In the 2016 Census of Population conducted by Statistics Canada, the Town of Blackfalds recorded a population of 9,328 living in 3,302 of its 3,552 total private dwellings, a change from its 2011 population of 6,300. With a land area of 16.44 km2, it had a population density of in 2016.

Panethnic groups in the Town of Blackfalds (2001−2021)
| Panethnic group | 2021 |  | 2016 |  | 2011 |  | 2006 |  | 2001 |  |
| Pop. | % | Pop. | % | Pop. | % | Pop. | % | Pop. | % |
| European | 9,080 | 86.72% | 8,155 | 87.45% | 5,770 | 91.59% | 4,315 | 94.42% | 2,840 | 93.42% |
| Indigenous | 690 | 6.59% | 830 | 8.9% | 465 | 7.38% | 200 | 4.38% | 125 | 4.11% |
| Southeast Asian | 245 | 2.34% | 115 | 1.23% | 15 | 0.24% | 15 | 0.33% | 35 | 1.15% |
| East Asian | 130 | 1.24% | 110 | 1.18% | 15 | 0.24% | 40 | 0.88% | 20 | 0.66% |
| Latin American | 130 | 1.24% | 35 | 0.38% | 0 | 0% | 0 | 0% | 0 | 0% |
| African | 100 | 0.96% | 70 | 0.75% | 0 | 0% | 0 | 0% | 25 | 0.82% |
| Middle Eastern | 30 | 0.29% | 0 | 0% | 0 | 0% | 0 | 0% | 0 | 0% |
| South Asian | 20 | 0.19% | 25 | 0.27% | 0 | 0% | 0 | 0% | 10 | 0.33% |
| Other/multiracial | 20 | 0.19% | 10 | 0.11% | 0 | 0% | 0 | 0% | 0 | 0% |
| Total responses | 10,470 | 100% | 9,325 | 99.97% | 6,300 | 100% | 4,570 | 99.98% | 3,040 | 97.56% |
| Total population | 10,470 | 100% | 9,328 | 100% | 6,300 | 100% | 4,571 | 100% | 3,116 | 100% |
Note: Totals greater than 100% due to multiple origin responses

== Amenities ==
The town has many public facilities such as:
- Blackfalds Public Library, located in the Eagle Builders Centre on Waghorn Street.
- Blackfalds All Wheels Park and Blackfalds Bike Skills Park are located on Womacks Road off of Vista Trail.
- Tayles Water Spray Park, located next to the Cultural Centre.
- Blackfalds All-Star Park, located in the southwest corner of Blackfalds.
- Eagle Builders Centre, formerly Blackfalds Multiplex, home to the Blackfalds Bulldogs ice hockey team.
- Blackfalds Abbey Centre, a Multi-Purpose Fitness Facility and Outdoor Aquatic Centre.

== Education ==
The town has four public schools in the Wolf Creek school district and one catholic school in the Red Deer Catholic Regional Schools district:
- Iron Ridge Elementary Campus
- Iron Ridge Intermediate Campus
- Iron Ridge Junior Campus
- Iron Ridge Secondary Campus; and
- St.

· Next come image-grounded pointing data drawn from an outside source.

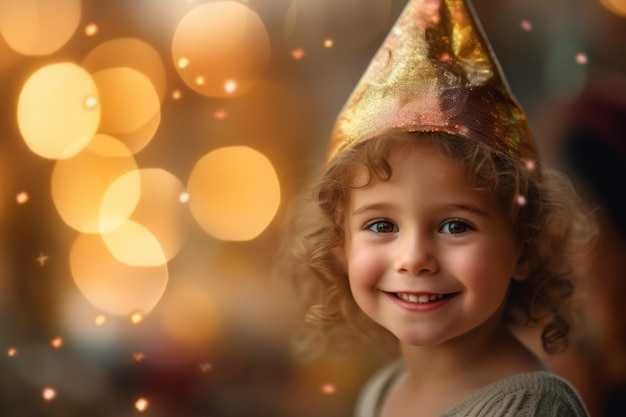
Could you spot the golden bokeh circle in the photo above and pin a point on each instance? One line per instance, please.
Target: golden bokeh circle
(58, 110)
(234, 193)
(221, 49)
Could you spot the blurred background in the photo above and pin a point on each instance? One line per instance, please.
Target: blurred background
(149, 150)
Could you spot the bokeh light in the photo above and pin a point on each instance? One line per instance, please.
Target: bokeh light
(38, 27)
(190, 316)
(129, 104)
(130, 53)
(234, 192)
(53, 114)
(617, 7)
(79, 184)
(110, 285)
(350, 23)
(220, 42)
(159, 224)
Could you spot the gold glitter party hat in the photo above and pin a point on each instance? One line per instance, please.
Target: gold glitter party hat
(434, 72)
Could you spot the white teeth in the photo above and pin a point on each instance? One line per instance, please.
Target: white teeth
(420, 299)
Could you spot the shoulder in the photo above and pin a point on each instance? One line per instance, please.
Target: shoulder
(538, 393)
(375, 389)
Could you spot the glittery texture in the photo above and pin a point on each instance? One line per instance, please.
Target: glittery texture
(435, 72)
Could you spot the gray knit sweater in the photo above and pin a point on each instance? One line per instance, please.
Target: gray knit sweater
(535, 394)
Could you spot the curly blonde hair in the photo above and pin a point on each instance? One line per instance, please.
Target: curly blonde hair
(548, 223)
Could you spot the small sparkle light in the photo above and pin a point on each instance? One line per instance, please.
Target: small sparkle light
(220, 114)
(141, 405)
(136, 318)
(100, 320)
(184, 197)
(183, 62)
(328, 389)
(297, 54)
(445, 57)
(526, 25)
(42, 259)
(57, 342)
(22, 198)
(49, 394)
(91, 102)
(91, 29)
(230, 86)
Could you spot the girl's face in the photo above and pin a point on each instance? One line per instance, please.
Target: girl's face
(428, 257)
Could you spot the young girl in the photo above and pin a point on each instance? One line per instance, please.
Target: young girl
(434, 225)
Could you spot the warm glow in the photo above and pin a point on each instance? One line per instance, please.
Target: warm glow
(51, 111)
(190, 316)
(220, 40)
(110, 285)
(617, 7)
(57, 342)
(79, 185)
(234, 193)
(348, 22)
(158, 226)
(38, 27)
(128, 103)
(91, 29)
(22, 198)
(49, 394)
(129, 53)
(141, 405)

Gregory the Great Catholic School.

== Media ==
The Town of Blackfalds is primarily served by regional weekly newspapers and one major daily. As of 2018, the town no longer has a newspaper of their own as the Blackfalds LIFE, which began circulation in August 2014, closed.

Blackfalds has access to rdnewsNOW, and receives the Red Deer Advocate and Lacombe Express.

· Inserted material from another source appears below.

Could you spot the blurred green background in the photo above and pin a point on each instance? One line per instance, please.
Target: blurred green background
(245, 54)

Blackfalds is served by numerous radio stations from Red Deer and Lacombe, including Kraze 101.3 (CKIK), Real Country 95.5, Zed 99, Sunny 94, Big 105, X 100.7 (CKEX) and 106.7 Rewind Radio.

== Sports ==
The Blackfalds Bulldogs, formerly the Calgary Mustangs, of the AJHL relocated to Blackfalds in 2021. On February 1, 2024, the Bulldogs announced their move to the British Columbia Hockey League.